Con descaro, estiró las piernas para ver si lo encontraba en su camino. Quería volver a sentir lo que su mano le provocó antes de entrar al bar. Fue adrenalina la que la invadió en ese momento de atrevimiento. Jamás, con ninguno de sus clientes pasados, intentó algo tan osado.
Se retractó rápido, antes de ir más lejos de lo que podía permitirse.
La camarera puso un vaso con cerveza frente a ella. Clara miró la cerveza espumosa con desconfianza. Sin decir ni una sola palabra, la camarera estiró su mano para cobrarle.
—Ponlo en mi cuenta —dijo Henrie.
La camarera lo miró con horror.
Clara se rio sarcástica y sacó dinero para pagar por su cerveza. La camarera cogió el dinero y se marchó con paso furioso.
—Por favor, sea sensato, señor Henrie —dijo Clara—, que pague por mi cerveza no significa que seamos amigos.

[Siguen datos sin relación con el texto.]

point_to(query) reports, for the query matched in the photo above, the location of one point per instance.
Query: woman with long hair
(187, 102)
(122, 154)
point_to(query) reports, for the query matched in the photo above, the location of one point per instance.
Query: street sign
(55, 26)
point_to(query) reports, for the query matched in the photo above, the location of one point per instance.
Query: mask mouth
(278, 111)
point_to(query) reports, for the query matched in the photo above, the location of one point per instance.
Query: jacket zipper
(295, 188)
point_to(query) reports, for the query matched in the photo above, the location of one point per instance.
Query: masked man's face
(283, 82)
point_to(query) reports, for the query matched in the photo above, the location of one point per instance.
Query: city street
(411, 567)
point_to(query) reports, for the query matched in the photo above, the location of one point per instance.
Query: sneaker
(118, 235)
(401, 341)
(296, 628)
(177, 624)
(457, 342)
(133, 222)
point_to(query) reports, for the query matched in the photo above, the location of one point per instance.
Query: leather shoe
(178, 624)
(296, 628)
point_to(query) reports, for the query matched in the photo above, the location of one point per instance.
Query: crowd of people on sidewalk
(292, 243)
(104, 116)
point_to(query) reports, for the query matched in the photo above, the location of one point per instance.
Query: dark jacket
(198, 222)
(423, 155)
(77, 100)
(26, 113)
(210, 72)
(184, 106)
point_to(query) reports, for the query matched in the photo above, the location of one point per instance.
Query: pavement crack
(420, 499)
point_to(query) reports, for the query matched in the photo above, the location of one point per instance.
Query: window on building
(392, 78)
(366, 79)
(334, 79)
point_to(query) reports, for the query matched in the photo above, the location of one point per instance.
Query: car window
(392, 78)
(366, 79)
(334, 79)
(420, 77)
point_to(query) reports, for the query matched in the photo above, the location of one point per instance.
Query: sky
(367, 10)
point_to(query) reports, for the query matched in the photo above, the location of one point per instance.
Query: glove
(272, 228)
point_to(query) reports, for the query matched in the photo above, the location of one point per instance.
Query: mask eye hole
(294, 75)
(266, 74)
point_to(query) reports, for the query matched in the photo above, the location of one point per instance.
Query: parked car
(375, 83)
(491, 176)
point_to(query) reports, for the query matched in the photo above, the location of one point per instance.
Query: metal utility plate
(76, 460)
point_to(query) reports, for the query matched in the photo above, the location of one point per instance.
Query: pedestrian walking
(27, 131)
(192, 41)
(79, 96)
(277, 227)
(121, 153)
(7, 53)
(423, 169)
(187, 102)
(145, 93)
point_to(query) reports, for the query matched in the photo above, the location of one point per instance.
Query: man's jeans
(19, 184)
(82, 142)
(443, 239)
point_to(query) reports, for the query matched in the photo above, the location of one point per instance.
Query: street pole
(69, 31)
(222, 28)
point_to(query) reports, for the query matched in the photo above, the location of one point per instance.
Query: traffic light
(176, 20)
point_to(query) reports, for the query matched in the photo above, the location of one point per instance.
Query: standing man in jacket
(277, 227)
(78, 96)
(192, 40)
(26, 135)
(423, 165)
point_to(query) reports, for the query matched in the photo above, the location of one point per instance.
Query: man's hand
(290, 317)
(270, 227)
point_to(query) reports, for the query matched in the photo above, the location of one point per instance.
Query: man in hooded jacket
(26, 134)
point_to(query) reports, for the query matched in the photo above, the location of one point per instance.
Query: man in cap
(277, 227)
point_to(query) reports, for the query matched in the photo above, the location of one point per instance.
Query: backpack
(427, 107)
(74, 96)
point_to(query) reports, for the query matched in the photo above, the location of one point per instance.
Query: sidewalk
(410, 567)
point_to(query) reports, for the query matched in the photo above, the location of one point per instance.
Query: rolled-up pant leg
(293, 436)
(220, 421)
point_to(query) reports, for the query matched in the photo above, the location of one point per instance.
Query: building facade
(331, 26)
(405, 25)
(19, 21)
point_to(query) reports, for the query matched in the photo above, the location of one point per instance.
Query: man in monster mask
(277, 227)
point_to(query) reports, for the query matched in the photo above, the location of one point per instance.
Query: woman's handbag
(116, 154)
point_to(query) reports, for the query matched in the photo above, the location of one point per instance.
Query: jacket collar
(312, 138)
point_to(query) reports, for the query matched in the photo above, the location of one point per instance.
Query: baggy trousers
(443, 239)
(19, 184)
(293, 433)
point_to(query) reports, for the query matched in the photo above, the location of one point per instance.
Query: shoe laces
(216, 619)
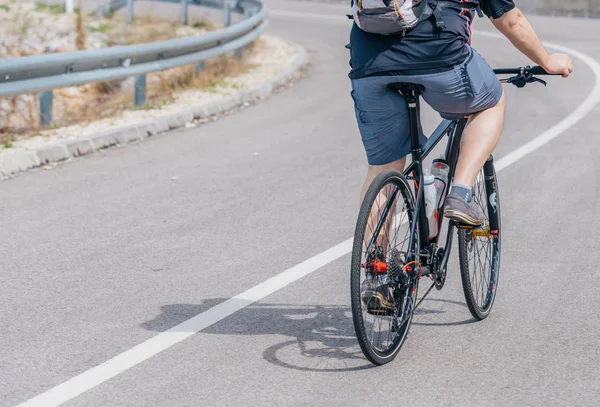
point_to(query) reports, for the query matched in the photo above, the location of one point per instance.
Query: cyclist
(457, 81)
(436, 53)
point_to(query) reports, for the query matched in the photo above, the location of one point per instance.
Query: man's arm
(517, 29)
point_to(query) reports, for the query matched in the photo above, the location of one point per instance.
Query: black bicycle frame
(454, 130)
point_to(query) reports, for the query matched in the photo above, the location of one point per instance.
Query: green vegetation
(102, 28)
(52, 8)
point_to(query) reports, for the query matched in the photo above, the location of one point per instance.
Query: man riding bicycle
(427, 42)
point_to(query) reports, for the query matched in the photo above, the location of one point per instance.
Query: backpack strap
(424, 9)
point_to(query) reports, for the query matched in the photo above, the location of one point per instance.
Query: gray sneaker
(461, 211)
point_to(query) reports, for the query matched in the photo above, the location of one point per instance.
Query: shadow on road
(320, 338)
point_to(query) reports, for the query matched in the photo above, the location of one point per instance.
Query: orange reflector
(379, 266)
(481, 233)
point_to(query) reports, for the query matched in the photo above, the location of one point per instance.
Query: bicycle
(381, 332)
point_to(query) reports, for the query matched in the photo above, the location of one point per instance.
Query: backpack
(399, 16)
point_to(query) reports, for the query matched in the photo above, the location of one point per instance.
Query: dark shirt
(424, 49)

—Enemigos —dijo él, alzando su vaso con cerveza para brindar.
Ella se aguantó una risita y volvió a fijar sus ojos en la cerveza, que no le daba buena espina.
—Enemigos —susurró y no dudó en darle un primer sorbo a la cerveza tras brindar con su enemigo.
Henrie sonrió al verla beber y la acompañó sin decir mucho.
—¿Cómo está Luisa? —preguntó Henrie, con una sonrisa picante.
Clara se mostró ofendida al escuchar el nombre de su compañera de trabajo, más al ver a Henrie preocupado por ella.
—¿Luisa? —Se oyó celosa. Ni siquiera ella pudo entender el porqué de esos celos chispeantes—. ¿La conocía de antes? —Fue directa al grano.
No pudo mirarlo a la cara. Sabía que ardería si escuchaba que ya conocía a Luisa, su compañera de trabajo, si escuchaba algo que no quería escuchar.
—Sí —Henrie fue tajante—. Luisa vivió aquí algunos años.